IRS commissioner: Court ruling raises privacy concerns for taxpayers

IRS commissioner: Court ruling raises privacy concerns for taxpayers
© Cameron Lancaster

IRS Commissioner John Koskinen is warning that an appeals court ruling in the agency’s political-targeting scandal could put taxpayers’ privacy at risk.

 “If suddenly, your name on an application and your address is available to the public, I think it’s going to … raise a concern by a lot of taxpayers who may not want anyone else to know what they’re applying for,” Koskinen told reporters Thursday, after delivering a speech at the National Press Club.

The U.S. Court of Appeals for the Sixth Circuit ruled Tuesday that the IRS has to comply with lower-court rulings and provide the NorCal Tea Party Patriots with lists of organizations that were allegedly targeted by the IRS for their political beliefs. NorCal brought a lawsuit against the agency and some of its officials shortly after a federal watchdog released a report in 2013 finding evidence of the targeting of Tea Party groups.

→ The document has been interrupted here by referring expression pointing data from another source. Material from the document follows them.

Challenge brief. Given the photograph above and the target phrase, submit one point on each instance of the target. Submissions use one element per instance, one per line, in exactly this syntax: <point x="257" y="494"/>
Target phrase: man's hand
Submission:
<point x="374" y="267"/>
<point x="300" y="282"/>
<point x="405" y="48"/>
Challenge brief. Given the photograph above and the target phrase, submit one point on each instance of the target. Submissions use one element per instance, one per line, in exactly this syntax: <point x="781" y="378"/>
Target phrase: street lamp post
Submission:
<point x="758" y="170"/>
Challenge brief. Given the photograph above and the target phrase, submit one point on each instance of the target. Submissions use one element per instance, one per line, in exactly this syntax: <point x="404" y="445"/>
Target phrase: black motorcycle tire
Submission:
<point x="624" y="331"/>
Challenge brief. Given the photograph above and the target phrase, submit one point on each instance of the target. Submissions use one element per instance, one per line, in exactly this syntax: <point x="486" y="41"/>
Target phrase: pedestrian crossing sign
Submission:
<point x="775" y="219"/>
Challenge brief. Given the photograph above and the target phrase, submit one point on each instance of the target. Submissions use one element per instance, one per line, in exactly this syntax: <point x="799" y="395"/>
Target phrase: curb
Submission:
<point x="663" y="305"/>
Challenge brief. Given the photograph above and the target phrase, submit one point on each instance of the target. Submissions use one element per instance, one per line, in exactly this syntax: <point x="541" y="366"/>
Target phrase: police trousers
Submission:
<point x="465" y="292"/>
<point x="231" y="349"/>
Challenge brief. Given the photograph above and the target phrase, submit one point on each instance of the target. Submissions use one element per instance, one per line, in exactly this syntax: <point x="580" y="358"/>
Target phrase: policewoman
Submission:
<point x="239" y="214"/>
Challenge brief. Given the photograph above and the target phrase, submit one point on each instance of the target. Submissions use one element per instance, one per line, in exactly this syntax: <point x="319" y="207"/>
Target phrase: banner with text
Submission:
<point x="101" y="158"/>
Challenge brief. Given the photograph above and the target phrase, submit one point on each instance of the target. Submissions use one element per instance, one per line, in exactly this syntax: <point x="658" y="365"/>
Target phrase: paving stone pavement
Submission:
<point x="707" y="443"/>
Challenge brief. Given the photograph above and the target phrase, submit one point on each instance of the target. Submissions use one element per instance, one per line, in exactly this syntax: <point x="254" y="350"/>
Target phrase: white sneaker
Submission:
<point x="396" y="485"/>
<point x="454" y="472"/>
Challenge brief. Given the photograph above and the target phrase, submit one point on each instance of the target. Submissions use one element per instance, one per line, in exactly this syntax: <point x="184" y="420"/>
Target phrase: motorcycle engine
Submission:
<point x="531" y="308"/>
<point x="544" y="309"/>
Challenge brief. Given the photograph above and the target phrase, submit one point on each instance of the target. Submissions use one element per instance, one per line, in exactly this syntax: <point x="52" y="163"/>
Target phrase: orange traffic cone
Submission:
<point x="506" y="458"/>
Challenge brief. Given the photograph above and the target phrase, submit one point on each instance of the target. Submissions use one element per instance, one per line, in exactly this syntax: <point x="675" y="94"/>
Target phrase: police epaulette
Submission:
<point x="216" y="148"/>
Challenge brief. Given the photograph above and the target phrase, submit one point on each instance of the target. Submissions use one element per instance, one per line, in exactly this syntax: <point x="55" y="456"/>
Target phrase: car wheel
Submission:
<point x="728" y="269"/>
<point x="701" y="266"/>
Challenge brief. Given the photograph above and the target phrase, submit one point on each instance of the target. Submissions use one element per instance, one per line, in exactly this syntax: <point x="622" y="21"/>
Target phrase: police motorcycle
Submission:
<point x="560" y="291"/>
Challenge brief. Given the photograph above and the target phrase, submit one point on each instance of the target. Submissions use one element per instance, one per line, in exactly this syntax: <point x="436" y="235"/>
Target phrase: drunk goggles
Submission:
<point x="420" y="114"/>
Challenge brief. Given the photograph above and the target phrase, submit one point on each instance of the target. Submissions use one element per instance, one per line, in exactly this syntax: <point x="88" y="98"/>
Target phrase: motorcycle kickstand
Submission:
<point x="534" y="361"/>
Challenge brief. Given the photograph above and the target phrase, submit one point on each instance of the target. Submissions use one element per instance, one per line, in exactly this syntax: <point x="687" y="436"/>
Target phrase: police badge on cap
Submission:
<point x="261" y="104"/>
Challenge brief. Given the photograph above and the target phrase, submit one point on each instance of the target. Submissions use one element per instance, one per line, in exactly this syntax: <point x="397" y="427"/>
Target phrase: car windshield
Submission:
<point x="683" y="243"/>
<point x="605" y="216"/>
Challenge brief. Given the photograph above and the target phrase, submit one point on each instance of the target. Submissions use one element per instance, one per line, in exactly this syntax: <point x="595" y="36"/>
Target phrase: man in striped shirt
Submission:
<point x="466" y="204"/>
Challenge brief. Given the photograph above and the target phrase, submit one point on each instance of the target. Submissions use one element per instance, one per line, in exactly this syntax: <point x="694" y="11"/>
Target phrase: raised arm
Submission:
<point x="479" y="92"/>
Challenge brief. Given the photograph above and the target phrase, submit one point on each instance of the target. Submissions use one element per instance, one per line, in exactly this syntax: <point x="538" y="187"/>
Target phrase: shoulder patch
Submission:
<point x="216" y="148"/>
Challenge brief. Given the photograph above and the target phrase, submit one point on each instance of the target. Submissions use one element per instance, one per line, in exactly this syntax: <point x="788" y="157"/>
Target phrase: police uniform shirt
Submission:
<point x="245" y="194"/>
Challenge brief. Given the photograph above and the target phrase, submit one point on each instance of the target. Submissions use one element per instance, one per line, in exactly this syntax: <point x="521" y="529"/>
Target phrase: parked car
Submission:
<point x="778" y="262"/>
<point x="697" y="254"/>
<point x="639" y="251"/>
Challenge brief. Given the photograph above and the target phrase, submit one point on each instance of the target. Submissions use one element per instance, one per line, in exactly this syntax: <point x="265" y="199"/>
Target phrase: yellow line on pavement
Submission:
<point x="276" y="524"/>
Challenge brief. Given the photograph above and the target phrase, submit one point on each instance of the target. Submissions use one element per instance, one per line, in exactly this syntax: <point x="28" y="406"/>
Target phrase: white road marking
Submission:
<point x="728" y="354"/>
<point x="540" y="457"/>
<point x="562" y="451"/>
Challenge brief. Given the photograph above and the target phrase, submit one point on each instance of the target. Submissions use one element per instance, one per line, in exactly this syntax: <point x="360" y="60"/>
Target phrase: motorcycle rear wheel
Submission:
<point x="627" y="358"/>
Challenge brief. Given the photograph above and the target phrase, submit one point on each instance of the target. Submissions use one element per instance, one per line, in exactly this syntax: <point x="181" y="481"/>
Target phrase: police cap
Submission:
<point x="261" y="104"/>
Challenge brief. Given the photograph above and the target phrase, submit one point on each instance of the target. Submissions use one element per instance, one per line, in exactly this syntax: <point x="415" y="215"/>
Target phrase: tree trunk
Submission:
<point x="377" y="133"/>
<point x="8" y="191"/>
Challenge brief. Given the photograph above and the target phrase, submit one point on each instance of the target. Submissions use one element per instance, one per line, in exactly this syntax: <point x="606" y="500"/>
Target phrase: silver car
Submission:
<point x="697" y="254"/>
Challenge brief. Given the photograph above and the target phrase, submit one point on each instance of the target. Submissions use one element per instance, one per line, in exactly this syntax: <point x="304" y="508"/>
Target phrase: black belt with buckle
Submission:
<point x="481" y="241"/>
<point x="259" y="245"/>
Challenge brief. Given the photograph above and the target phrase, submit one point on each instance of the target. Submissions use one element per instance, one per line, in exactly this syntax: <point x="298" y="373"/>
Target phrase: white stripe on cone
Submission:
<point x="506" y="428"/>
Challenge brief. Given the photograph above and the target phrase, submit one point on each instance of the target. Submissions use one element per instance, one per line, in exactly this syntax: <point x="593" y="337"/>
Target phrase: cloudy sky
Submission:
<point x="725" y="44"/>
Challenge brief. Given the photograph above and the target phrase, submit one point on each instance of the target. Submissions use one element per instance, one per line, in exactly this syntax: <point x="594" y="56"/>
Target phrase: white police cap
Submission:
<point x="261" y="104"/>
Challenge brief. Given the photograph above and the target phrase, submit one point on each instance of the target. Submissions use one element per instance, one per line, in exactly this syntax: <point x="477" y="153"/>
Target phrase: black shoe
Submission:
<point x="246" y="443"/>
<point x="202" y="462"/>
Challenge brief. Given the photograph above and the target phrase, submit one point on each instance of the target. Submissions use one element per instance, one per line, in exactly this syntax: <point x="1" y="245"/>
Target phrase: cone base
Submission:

NorCal wants to see the IRS “Be On the Lookout” lists of groups that were allegedly targeted; a federal district court ordered the IRS to produce the lists but it has refused to do so.

The IRS has argued that names and other information from applications for tax-exempt status are confidential “return information.” But the appeals court found that the names, addresses and taxpayer-identification numbers of applicants for tax-exempt status are not protected, and it ordered the IRS to follow the lower courts’s rulings and produce the lists.

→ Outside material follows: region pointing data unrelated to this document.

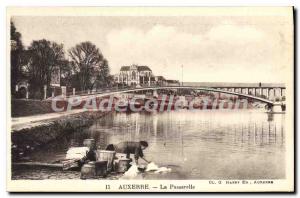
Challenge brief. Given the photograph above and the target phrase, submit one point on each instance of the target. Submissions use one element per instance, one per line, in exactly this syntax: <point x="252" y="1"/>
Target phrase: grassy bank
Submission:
<point x="20" y="107"/>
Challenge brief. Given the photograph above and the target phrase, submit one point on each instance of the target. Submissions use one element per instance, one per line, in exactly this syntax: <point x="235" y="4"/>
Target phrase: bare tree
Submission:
<point x="43" y="57"/>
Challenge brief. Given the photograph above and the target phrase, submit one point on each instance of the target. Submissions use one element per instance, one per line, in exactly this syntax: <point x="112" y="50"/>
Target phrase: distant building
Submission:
<point x="135" y="75"/>
<point x="172" y="82"/>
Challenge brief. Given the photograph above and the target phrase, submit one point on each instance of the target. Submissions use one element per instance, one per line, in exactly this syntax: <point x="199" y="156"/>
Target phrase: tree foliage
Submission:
<point x="89" y="67"/>
<point x="43" y="57"/>
<point x="15" y="56"/>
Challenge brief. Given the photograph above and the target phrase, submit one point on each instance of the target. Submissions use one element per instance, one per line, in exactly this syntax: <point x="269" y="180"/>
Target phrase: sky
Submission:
<point x="199" y="48"/>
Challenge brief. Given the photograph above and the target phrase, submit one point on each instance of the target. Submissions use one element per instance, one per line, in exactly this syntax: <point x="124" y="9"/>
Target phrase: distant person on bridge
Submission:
<point x="128" y="148"/>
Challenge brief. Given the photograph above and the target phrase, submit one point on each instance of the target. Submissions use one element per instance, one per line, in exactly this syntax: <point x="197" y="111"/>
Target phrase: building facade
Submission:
<point x="136" y="75"/>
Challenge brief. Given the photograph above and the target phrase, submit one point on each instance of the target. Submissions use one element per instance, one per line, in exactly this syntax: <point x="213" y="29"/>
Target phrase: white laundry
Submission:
<point x="151" y="167"/>
<point x="77" y="152"/>
<point x="131" y="173"/>
<point x="163" y="170"/>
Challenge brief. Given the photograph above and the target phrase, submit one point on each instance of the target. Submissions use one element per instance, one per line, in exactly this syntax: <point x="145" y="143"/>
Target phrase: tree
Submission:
<point x="15" y="56"/>
<point x="43" y="57"/>
<point x="88" y="65"/>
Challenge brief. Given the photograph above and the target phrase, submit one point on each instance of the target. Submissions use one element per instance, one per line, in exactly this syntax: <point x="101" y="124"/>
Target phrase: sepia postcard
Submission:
<point x="150" y="99"/>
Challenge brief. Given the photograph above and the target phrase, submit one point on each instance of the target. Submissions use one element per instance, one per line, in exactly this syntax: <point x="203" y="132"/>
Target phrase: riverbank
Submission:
<point x="29" y="133"/>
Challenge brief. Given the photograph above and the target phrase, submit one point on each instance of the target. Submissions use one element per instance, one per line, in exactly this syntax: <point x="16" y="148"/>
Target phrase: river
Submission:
<point x="201" y="144"/>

The appeals court also criticized the government lawyers involved in the case.

“The lawyers in the Department of Justice have a long and storied tradition of defending the nation’s interests and enforcing its laws—all of them, not just selective ones—in a manner worthy of the Department’s name. The conduct of the IRS’s attorneys in the district court falls outside that tradition,” the ruling stated. “We expect that the IRS will do better going forward.”

Koskinen said the litigation is being reviewed by DOJ, which is handling the case.

But he noted that taxpayers file hundreds of thousands applications to the IRS for various programs each year, such as private-letter rulings and identification PINs. “Taxpayers doing that assume that that’s all private,” he said.

If information about the taxpayers who filed applications is no longer protected “that’s a significant change,” Koskinen added.

Koskinen also said people would be hard-pressed to find evidence the IRS is currently engaging in political targeting.